The value of the dollar (shown here measured against a basket of currencies) continues to fall–this of course makes imports more expensive to American consumers. There is inflation in China:

That means Americans, Europeans and other buyers will have to pay more for those goods or seek lower-cost suppliers elsewhere. In some cases, retailers are bidding for goods at prices the exporters consider too low.

“I hear that many Chinese exporters are rejecting orders from Wal-Mart and other Western retailers,” Mr. Tao said. “I’ve been covering the Chinese economy for a long time, and I’ve never heard that before.”

…which has the same effect of making U.S. manufacturing generally more competitive.

The natural effect of these phenomena is that manufacturing in the U.S., for export and for domestic consumption, becomes more competitive and hence factories operate at higher capacity, new ones are built, and employment increases along with economic growth. There are other factors that seem to point in this direction.

The greatly increased availability of U.S. natural gas, driven by new drilling technologies, offers potential advantages both to companies using gas as a feedstock and to those which are heavy energy consumers. Dow Chemical, for example, is increasing its production of ethane and of ethane’s downstream products: Dow’s plastics business has led earnings growth this year after lower natural-gas prices made U.S. production cheaper than oil-based resins made in Europe and Asia.

And in the broader manufacturing realm, quite a few companies are realizing that the “offshoring” boom was in some cases based on superficial analysis, ignoring the logistical realities of a 6000-mile-long supply chain and the consequent inventory, forecasting, and human communications problems. Our friends at Evolving Excellence cover this topic frequently.
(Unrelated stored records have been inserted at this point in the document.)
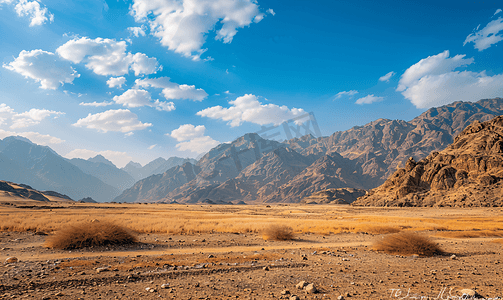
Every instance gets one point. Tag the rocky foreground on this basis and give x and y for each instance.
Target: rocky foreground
(467, 173)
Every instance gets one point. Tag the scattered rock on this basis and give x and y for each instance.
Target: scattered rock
(11, 260)
(310, 289)
(301, 284)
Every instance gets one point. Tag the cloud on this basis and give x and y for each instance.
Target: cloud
(171, 90)
(349, 94)
(248, 108)
(120, 159)
(32, 9)
(137, 31)
(192, 138)
(487, 36)
(28, 118)
(369, 99)
(432, 65)
(439, 84)
(116, 82)
(35, 137)
(387, 76)
(121, 120)
(182, 26)
(32, 117)
(96, 104)
(43, 67)
(107, 57)
(139, 98)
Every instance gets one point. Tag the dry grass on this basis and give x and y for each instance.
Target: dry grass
(470, 234)
(407, 243)
(90, 234)
(276, 232)
(197, 219)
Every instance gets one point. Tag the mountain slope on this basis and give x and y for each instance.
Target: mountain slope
(108, 173)
(467, 173)
(44, 169)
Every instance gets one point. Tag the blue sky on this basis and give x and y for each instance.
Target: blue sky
(135, 80)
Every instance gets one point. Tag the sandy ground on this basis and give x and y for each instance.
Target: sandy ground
(244, 266)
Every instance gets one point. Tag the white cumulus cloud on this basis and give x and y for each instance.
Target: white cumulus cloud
(32, 117)
(116, 82)
(349, 94)
(137, 31)
(182, 25)
(107, 57)
(433, 82)
(43, 67)
(369, 99)
(387, 77)
(121, 120)
(171, 90)
(139, 98)
(484, 38)
(192, 138)
(35, 137)
(248, 108)
(120, 159)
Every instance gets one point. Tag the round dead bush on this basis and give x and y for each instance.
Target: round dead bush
(276, 232)
(407, 243)
(90, 234)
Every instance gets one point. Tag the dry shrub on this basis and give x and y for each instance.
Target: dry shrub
(376, 229)
(90, 234)
(407, 243)
(277, 232)
(470, 234)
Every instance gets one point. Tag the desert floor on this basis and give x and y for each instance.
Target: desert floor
(242, 265)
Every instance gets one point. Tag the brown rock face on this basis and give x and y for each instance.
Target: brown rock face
(467, 173)
(335, 196)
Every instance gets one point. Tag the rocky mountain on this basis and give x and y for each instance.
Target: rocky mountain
(469, 172)
(106, 172)
(334, 196)
(253, 169)
(101, 159)
(44, 169)
(157, 166)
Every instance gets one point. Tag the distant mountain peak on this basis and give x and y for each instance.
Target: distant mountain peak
(101, 159)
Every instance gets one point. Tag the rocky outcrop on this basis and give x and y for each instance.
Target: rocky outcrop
(335, 196)
(469, 172)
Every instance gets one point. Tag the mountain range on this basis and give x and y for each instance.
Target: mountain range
(254, 169)
(42, 168)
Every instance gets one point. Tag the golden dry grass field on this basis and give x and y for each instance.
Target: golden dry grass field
(249, 252)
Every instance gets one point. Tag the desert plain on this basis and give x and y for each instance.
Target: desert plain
(221, 252)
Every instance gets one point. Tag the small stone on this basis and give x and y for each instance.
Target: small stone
(310, 289)
(102, 269)
(301, 284)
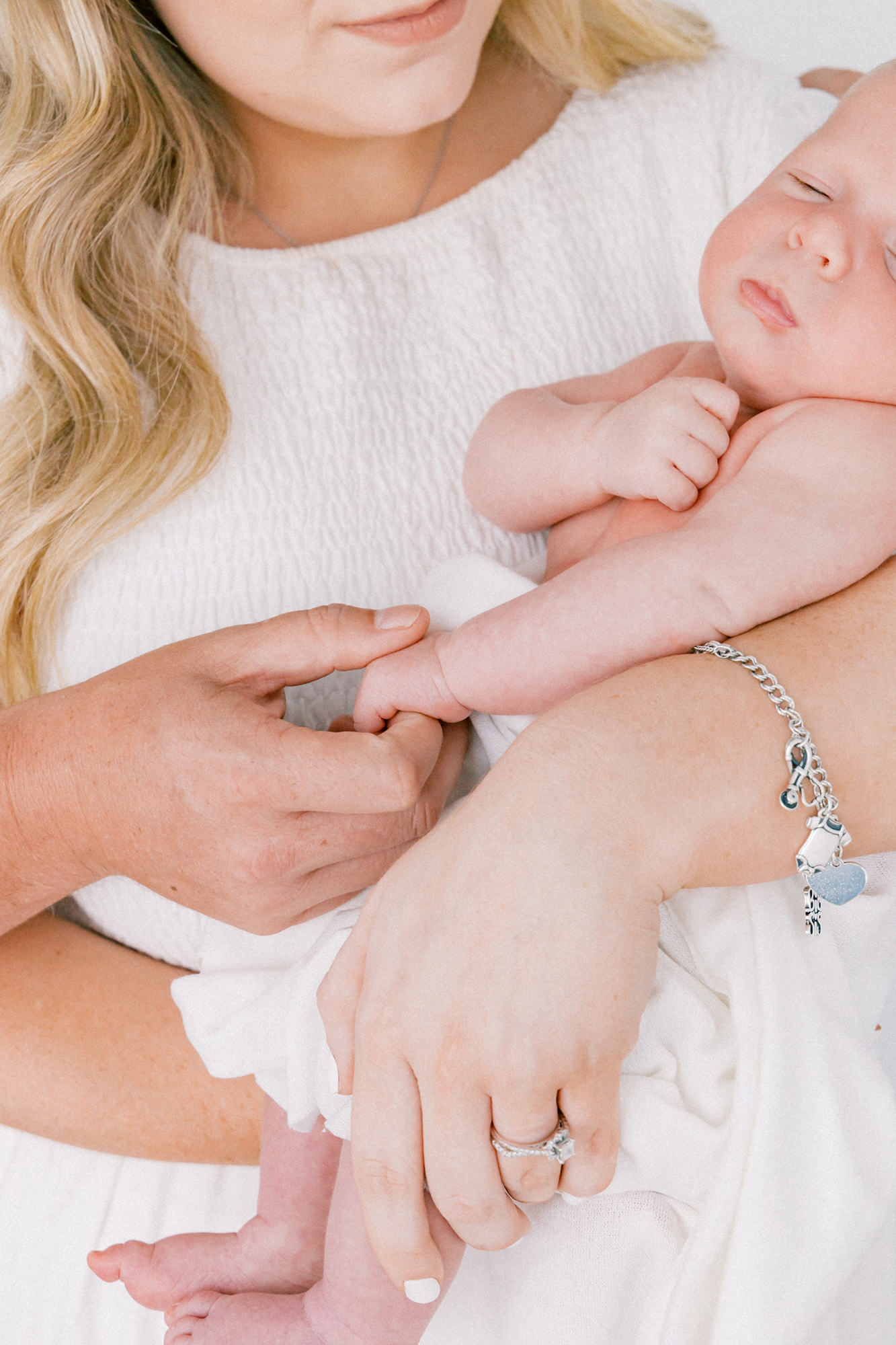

Note also that rising oil prices directly increase the costs of bunker fuel (for ships) and jet fuel (for planes) and hence have a significant negative effect on the economics of offshoring for many kinds of products.

So, can we expect a manufacturing renaissance in the U.S.? There are certainly indications of at least a temporary uptrend, and there are structural factors, as discussed above, which have the potential of creating growth over the long term.

I am afraid, though, that we are likely to snatch defeat from the jaws of victory. Multiple political and social factors will, unless they are reversed, make it difficult for U.S. manufacturing to live up to its full potential.